This example configuration will run three trials of a simulation containing a randomly generated network.
The 100 nodes in the network will be SISaModel agents, 10% of them will start in the content state, 10% in the discontent state, and the remaining 80% in the neutral state.
All agents will have access to the environment, which only contains one variable, ``prob_infected``.
The state of the agents will be updated every 2 seconds (``interval``).

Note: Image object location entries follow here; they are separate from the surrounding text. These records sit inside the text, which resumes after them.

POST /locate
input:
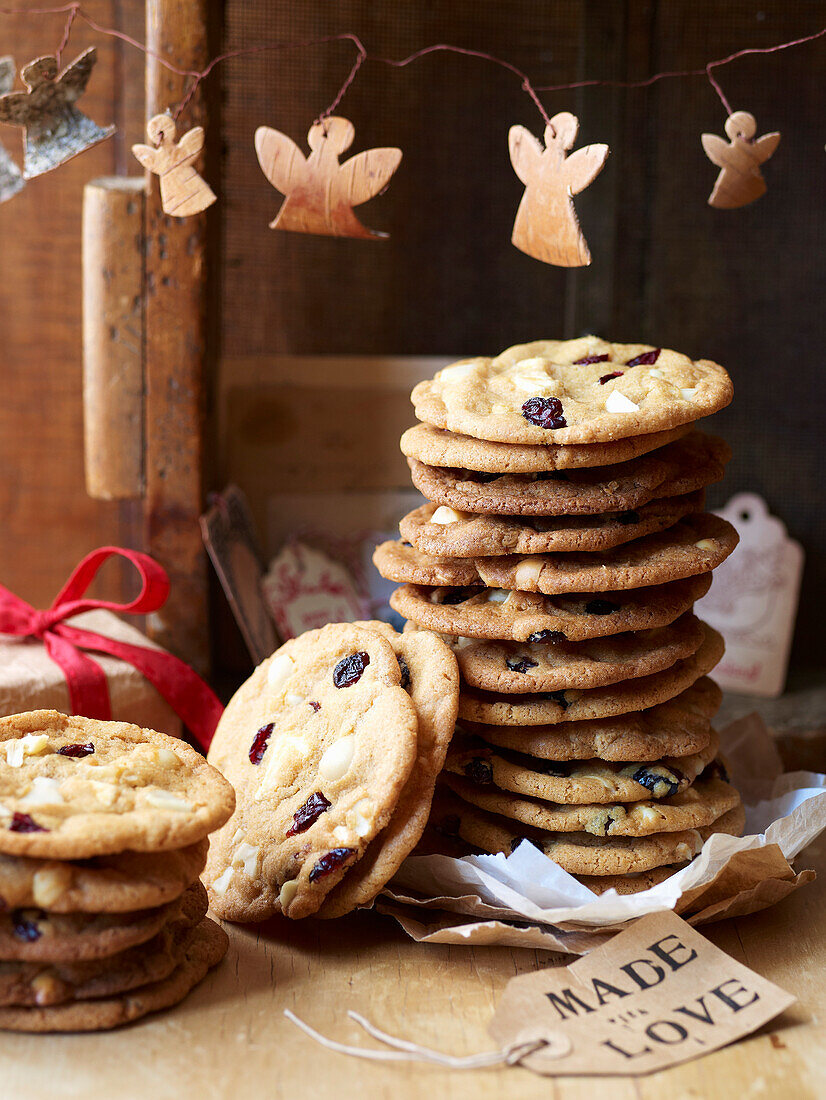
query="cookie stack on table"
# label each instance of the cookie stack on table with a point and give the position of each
(102, 836)
(560, 556)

Four types of objects are saved by default: a pickle of the simulation; a ``YAML`` representation of the simulation (which can be used to re-launch it); and for every trial, a csv file with the content of the state of every network node and the environment parameters at every step of the simulation, as well as the network in gephi format (``gexf``).
The network topology for the simulation can be loaded from an existing network file or generated with one of the random network generation methods from networkx.
Loading a network
#################
To load an existing network, specify its path in the configuration:
..code:: yaml
---
network_params:
path: /tmp/mynetwork.gexf
Soil will try to guess what networkx method to use to read the file based on its extension.
However, we only test using ``gexf`` files.
Generating a random network
###########################
To generate a random network using one of networkx's built-in methods, specify the `graph generation algorithm <https://networkx.github.io/documentation/development/reference/generators.html>`_ and other parameters.
For example, the following configuration is equivalent to :code:`nx.complete_graph(100)`:
..code:: yaml
network_params:
network_type: complete_graph
n: 100
Environment
============
The environment is the place where the shared state of the simulation is stored.